L’ambiguïté va durer quinze ans et les provocations continuer, s’amplifier, profitant de la lâcheté gouvernementale : les territoires perdus de la République vont s’élargir, des candidates au baccalauréat exiger d’être interrogées à l’oral par des femmes, des chefs de centres d’examen livrés à eux-mêmes s’incliner et chercher dans l’urgence des professeurs féminins, des élèves refuser les cours d’histoire sur les origines du christianisme, d’autres rire et se moquer à l’évocation du génocide commis par les nazis contre les juifs, d’autres encore contredire des cours de sciences de la vie et de la terre au nom du créationnisme, d’autres encore exiger que des devoirs ou des interrogations n’aient pas lieu pendant le ramadan sous prétexte de la fatigue engendrée par le jeûne diurne, d’autres refuser les séances d’éducation physique ou de natation toujours sous des prétextes religieux, et même un professeur poursuivi pour blasphème, sans que le mot fût prononcé, parce qu’il avait raconté le massacre en 627 des six cents juifs de la tribu des Qorayza en une journée, leurs femmes et leurs enfants vendus sur l’ordre du fondateur de la religion musulmane(3).
Le SNALC va bien entendu prendre une part très active au maintien de la laïcité et, lors de la première audience obtenue chez le nouveau ministre de l’Éducation nationale, M. Luc Ferry, en mai 2002, lui dire qu’il ne pourrait pas faire l’économie d’une loi pour empêcher la laïcité de sombrer.
Des députés et des sénateurs reprirent le flambeau et un projet de loi finit par être voté par le parlement, non sans se heurter à l’opposition de plusieurs syndicats qui annoncèrent les pires catastrophes si une telle loi était votée(4). En réalité, la loi du 15 mars 2004, suivie de la circulaire d’application, enrayèrent et même firent disparaître la plupart des problèmes, au moins de foulard. Néanmoins, la loi fut violemment combattue et dut même franchir victorieusement l’obstacle de la Cour européenne des droits de l’homme le 4 décembre 2008 qui jugea notre loi compatible avec l’article 9 de la Convention internationale des droits de l’enfant.
Si nous nous sommes crus obligés de faire cet historique, c’est pour montrer d’abord l’importance de cette affaire ô combien symbolique et la part qu’y prit le SNALC lors de sa présentation au Conseil supérieur de l’éducation et dans les commissions parlementaires.
Or, même si les principaux problèmes ont été réglés par la loi, est née plus récemment la question de savoir si l’on pouvait l’appliquer aux mères qui accompagnent les sorties scolaires.

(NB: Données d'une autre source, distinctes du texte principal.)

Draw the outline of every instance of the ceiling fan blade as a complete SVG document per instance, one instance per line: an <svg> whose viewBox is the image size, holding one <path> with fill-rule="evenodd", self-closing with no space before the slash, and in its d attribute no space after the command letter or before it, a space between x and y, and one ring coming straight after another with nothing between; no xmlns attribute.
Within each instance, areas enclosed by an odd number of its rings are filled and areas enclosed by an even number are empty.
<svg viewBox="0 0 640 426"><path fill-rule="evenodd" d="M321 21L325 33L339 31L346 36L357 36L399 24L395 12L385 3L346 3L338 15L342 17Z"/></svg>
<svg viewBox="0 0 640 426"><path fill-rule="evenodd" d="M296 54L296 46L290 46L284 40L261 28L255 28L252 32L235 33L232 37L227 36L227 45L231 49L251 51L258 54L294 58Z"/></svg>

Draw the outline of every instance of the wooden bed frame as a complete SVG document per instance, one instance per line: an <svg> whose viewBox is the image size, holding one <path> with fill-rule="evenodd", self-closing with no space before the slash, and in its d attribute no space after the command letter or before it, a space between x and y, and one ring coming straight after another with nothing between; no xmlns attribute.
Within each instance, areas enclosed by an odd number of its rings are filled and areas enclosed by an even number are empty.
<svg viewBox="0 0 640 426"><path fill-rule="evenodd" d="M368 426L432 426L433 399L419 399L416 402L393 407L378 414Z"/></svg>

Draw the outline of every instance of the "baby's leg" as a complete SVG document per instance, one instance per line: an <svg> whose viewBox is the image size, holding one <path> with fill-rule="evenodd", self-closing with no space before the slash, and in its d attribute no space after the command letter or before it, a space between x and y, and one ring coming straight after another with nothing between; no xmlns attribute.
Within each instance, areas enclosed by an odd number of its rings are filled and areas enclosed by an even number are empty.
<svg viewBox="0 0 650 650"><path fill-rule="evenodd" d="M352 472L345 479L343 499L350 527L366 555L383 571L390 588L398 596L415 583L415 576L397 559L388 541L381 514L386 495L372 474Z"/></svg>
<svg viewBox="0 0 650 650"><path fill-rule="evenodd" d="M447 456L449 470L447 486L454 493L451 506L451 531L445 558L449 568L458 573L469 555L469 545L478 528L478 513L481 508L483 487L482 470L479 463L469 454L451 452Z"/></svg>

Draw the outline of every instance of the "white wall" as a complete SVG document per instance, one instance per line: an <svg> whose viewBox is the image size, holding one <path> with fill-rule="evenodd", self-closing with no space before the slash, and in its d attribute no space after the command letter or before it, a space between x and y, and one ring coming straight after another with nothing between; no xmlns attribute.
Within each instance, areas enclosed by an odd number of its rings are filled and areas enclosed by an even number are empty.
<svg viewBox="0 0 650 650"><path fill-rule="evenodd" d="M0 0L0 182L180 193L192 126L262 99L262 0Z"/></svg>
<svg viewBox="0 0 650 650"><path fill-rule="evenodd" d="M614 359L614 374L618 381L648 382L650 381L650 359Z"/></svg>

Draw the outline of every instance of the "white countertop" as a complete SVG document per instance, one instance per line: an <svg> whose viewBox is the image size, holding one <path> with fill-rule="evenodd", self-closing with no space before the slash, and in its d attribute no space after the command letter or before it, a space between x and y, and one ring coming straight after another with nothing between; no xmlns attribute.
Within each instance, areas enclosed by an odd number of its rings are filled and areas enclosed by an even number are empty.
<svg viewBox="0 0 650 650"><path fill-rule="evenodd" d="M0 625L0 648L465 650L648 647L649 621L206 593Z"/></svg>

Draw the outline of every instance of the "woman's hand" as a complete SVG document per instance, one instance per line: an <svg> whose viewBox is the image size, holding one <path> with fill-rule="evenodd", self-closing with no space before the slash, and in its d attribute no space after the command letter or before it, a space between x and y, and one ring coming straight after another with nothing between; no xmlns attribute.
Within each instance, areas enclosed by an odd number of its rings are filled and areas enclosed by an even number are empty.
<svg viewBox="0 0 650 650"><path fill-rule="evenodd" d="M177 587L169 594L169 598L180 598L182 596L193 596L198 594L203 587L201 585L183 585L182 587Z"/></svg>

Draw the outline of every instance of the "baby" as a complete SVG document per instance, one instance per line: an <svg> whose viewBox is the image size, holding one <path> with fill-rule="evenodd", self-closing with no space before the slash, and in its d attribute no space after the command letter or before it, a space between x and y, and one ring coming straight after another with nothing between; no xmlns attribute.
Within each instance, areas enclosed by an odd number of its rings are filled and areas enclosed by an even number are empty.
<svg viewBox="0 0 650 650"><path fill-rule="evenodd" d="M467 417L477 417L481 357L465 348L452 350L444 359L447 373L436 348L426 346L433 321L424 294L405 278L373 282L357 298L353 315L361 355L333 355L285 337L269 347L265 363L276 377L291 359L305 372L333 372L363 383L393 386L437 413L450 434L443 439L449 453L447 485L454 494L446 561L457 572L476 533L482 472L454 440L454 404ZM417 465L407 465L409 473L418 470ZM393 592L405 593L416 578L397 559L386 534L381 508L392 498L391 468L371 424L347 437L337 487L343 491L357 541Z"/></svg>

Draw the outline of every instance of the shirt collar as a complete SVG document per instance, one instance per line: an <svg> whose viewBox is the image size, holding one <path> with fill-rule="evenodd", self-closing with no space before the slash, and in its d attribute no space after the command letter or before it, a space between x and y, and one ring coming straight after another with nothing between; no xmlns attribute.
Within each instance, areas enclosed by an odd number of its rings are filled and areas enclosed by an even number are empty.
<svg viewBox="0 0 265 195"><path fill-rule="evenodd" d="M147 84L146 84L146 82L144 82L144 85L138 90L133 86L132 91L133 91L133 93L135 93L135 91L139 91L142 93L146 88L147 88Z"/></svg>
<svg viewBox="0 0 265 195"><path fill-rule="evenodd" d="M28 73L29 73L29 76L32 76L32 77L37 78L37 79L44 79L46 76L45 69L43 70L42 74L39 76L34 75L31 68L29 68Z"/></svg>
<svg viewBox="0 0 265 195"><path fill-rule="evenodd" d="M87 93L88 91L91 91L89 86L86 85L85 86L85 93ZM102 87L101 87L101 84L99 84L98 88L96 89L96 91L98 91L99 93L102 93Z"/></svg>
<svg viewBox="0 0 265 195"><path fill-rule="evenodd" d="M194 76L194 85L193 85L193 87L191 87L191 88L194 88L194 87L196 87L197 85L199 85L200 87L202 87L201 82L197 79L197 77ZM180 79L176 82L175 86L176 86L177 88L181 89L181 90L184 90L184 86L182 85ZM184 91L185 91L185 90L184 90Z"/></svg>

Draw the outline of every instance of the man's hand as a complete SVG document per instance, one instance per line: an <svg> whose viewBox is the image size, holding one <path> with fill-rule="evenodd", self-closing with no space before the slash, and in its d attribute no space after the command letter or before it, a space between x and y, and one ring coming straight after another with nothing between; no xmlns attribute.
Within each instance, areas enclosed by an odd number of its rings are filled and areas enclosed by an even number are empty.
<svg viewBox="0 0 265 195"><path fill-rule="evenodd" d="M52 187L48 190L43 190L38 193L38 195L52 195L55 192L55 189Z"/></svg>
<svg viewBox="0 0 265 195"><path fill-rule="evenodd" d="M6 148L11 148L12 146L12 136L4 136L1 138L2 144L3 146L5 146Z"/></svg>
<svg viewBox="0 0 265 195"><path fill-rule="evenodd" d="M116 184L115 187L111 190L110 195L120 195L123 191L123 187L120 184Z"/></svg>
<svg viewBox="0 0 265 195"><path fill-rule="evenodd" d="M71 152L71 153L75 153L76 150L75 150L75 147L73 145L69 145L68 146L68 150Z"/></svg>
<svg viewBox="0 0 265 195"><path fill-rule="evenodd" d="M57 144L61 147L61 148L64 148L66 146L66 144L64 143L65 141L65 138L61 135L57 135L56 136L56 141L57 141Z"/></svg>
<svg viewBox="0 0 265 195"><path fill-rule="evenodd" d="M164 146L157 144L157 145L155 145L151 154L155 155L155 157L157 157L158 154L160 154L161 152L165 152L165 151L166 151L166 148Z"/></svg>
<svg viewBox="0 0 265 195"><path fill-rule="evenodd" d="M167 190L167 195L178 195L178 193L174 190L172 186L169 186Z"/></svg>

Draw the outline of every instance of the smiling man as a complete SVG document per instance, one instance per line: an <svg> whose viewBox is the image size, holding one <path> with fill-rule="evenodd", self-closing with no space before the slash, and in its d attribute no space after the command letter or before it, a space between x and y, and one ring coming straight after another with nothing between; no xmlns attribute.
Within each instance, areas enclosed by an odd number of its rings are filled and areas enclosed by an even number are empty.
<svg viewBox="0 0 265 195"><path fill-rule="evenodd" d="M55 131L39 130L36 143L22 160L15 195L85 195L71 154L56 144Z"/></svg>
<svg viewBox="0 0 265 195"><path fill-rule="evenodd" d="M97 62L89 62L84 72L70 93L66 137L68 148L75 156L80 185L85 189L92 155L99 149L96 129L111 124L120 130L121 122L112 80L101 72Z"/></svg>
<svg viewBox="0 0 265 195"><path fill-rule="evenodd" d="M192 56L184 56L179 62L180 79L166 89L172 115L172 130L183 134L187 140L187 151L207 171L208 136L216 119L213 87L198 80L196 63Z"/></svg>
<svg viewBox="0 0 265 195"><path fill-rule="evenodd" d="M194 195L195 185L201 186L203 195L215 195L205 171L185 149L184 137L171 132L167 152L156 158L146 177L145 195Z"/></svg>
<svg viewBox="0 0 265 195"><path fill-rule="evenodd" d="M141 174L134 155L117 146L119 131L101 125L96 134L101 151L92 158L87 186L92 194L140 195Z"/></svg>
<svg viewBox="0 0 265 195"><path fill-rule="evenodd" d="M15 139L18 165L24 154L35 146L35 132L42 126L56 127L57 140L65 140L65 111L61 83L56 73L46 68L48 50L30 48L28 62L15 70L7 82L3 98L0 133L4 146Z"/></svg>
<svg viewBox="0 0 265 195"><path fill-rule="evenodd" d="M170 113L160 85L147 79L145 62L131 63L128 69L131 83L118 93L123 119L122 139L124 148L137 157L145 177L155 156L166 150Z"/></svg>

Pour le SNALC pourtant, la question ne se pose même pas : une sortie scolaire est d’abord un acte pédagogique normal et banal qui se prolonge en dehors de la salle de classe. Elle doit donc s’accomplir sous le signe de la laïcité et de la neutralité comme tous les actes pédagogiques. Le problème qui est soulevé, surtout dans les écoles élémentaires, ne devrait donc pas se poser. Il a même été réglé par un jugement du tribunal administratif de Montreuil le 22 novembre 2011(5) qui n’a pas fait l’objet d’un recours en cours d’appel administratif, et par la circulaire de rentrée 2012 du 27 mars 2012 signée de M. Chatel, ministre de l’Éducation nationale(6). Nonobstant, la question a été soulevée cette fois-ci par M. Dominique Baudis, en sa qualité de Défenseur des droits, le 20 septembre 2013. L’article 19 de la loi organique du 29 mars 2011 qui a créé cette institution lui donne en effet la possibilité de demander au Conseil d’État une étude portant sur un point particulier. À ce titre, le Défenseur des droits a donc voulu savoir comment traiter les refus opposés aux mères en foulard qui sont volontaires pour accompagner les sorties d’élèves et quelle interprétation il convenait de donner à la notion de « participation au service public ».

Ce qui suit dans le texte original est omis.